Mulheres revalorizam artesanato com carnaúba

A imagem mostra quatro mulheres reunidas em um ambiente interno. Elas estão cercadas por cestos e artesanatos feitos de palha de carnaúba. À frente delas, há uma cesta cheia de matéria-prima (palha de carnaúba). O ambiente é simples e transmite a ideia de preservação cultural e trabalho em equipe. Uma das mulheres segura um cesto artesanal, representando o produto final de suas habilidades.
A atividade tem sido reconhecida e já acessa novos mercados. Na foto, da esquerda para direita, Salviana, Fatinha, Cleide e Erenilde | Foto: Andréa Crisóstomo

Em meio ao calor do litoral cearense, nas comunidades de Jirau e Cabreiro, em Aracati, no litoral leste do Ceará, um produto tradicional da região, a palha de carnaúba, tem sido o motor de transformação social e econômica na vida das mulheres.

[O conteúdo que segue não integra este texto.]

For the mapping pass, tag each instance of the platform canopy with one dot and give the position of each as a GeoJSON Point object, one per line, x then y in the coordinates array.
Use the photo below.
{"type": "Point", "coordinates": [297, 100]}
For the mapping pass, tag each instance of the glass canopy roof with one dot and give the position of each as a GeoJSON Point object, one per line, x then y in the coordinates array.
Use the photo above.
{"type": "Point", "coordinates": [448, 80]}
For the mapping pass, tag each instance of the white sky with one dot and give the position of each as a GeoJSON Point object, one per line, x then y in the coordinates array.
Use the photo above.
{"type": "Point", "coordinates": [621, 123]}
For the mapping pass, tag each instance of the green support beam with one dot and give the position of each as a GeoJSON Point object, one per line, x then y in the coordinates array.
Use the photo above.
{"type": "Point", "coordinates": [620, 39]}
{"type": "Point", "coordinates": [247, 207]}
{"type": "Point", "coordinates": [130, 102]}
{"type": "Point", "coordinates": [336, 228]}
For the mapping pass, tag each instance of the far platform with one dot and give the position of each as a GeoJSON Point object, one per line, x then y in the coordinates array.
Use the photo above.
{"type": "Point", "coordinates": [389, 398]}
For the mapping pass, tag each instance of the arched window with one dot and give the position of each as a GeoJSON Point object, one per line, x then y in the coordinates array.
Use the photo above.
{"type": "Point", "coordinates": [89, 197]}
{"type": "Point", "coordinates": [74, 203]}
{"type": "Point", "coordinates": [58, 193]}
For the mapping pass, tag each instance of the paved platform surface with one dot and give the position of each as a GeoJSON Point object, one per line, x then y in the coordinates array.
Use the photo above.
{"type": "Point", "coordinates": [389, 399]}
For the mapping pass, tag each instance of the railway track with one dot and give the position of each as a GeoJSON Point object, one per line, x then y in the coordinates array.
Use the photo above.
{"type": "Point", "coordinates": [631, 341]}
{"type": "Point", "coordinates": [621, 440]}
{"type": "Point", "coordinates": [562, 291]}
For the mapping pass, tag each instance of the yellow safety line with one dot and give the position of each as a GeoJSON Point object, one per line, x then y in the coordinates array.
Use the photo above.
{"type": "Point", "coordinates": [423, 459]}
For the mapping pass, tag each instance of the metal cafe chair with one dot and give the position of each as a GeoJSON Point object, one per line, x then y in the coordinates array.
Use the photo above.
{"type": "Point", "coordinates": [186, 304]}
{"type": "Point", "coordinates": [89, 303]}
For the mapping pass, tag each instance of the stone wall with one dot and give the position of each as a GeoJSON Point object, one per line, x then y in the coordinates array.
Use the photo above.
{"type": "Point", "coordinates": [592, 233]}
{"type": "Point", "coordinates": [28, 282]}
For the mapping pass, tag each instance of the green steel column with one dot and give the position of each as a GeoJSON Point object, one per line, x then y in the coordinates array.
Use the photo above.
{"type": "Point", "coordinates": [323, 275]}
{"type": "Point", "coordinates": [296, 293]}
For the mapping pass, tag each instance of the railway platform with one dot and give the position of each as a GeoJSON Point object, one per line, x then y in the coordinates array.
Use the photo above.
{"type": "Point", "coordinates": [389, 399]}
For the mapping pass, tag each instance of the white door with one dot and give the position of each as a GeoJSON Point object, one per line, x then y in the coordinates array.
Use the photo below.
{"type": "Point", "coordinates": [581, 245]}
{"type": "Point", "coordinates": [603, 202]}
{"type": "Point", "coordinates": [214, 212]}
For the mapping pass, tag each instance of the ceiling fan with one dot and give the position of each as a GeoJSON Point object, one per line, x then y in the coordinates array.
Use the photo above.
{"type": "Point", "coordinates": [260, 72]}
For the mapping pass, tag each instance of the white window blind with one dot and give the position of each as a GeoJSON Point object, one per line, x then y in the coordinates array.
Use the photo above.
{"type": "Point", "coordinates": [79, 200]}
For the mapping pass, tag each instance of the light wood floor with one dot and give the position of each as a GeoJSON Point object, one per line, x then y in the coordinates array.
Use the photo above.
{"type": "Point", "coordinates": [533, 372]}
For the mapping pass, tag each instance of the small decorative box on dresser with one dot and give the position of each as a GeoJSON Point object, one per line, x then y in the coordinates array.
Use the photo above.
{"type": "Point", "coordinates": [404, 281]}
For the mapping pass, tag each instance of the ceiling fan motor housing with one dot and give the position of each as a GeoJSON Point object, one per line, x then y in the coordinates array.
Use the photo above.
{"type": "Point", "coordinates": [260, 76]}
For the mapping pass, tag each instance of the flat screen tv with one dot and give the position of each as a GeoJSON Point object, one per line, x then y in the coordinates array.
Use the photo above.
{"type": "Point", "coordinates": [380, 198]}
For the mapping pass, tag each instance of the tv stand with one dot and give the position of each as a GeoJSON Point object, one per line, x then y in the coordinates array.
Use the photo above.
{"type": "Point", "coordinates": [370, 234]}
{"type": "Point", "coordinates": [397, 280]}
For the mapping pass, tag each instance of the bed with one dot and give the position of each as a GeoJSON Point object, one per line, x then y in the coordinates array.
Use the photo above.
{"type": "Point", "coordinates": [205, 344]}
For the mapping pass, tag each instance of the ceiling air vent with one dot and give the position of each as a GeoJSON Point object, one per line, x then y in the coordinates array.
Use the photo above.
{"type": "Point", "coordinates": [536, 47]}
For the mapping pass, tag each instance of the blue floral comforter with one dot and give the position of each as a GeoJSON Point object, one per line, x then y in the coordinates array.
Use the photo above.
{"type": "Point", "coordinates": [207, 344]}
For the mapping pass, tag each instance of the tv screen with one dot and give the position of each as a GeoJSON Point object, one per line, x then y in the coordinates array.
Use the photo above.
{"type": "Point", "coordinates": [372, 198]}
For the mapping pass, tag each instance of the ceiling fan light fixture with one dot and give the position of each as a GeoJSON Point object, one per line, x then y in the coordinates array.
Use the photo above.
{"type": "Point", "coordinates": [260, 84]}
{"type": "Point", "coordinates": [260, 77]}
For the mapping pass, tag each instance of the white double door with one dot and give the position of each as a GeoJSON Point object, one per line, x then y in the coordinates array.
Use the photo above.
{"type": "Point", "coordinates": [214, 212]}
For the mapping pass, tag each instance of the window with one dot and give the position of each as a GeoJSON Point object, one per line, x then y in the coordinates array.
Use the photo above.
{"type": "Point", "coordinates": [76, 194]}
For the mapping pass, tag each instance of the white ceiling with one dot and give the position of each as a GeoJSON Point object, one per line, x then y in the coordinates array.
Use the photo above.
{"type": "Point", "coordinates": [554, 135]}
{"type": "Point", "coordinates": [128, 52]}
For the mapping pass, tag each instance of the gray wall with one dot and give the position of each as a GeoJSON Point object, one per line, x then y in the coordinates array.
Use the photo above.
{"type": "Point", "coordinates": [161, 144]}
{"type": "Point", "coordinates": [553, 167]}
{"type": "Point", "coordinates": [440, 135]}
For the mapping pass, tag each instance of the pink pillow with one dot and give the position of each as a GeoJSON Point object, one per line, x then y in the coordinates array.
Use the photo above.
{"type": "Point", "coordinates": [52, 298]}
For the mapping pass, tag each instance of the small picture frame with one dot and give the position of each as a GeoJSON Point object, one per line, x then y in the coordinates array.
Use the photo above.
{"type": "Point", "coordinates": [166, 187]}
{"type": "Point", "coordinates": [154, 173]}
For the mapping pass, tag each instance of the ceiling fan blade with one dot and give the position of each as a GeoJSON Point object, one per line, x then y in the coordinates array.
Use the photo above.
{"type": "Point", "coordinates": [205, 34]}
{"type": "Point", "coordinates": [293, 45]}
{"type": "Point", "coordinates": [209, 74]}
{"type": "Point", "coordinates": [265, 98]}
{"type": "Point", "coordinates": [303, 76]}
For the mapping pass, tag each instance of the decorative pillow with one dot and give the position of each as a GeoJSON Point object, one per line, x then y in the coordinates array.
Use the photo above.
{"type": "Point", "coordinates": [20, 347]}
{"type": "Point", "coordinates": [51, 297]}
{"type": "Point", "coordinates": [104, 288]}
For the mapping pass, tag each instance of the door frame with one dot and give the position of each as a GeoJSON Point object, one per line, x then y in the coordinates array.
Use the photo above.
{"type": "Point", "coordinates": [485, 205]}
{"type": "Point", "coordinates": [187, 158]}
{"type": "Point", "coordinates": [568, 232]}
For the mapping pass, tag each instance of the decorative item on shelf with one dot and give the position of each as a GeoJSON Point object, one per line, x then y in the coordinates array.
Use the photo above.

Por meio do Projeto Carnaúba e Desenvolvimento Sustentável, o artesanato local, feito com a palha dessa planta conhecida como a árvore da vida, tem permitido que mulheres como Maria Helena e Maria de Fátima, não apenas preservem uma herança cultural, mas também escrevam novas histórias de empoderamento e sucesso.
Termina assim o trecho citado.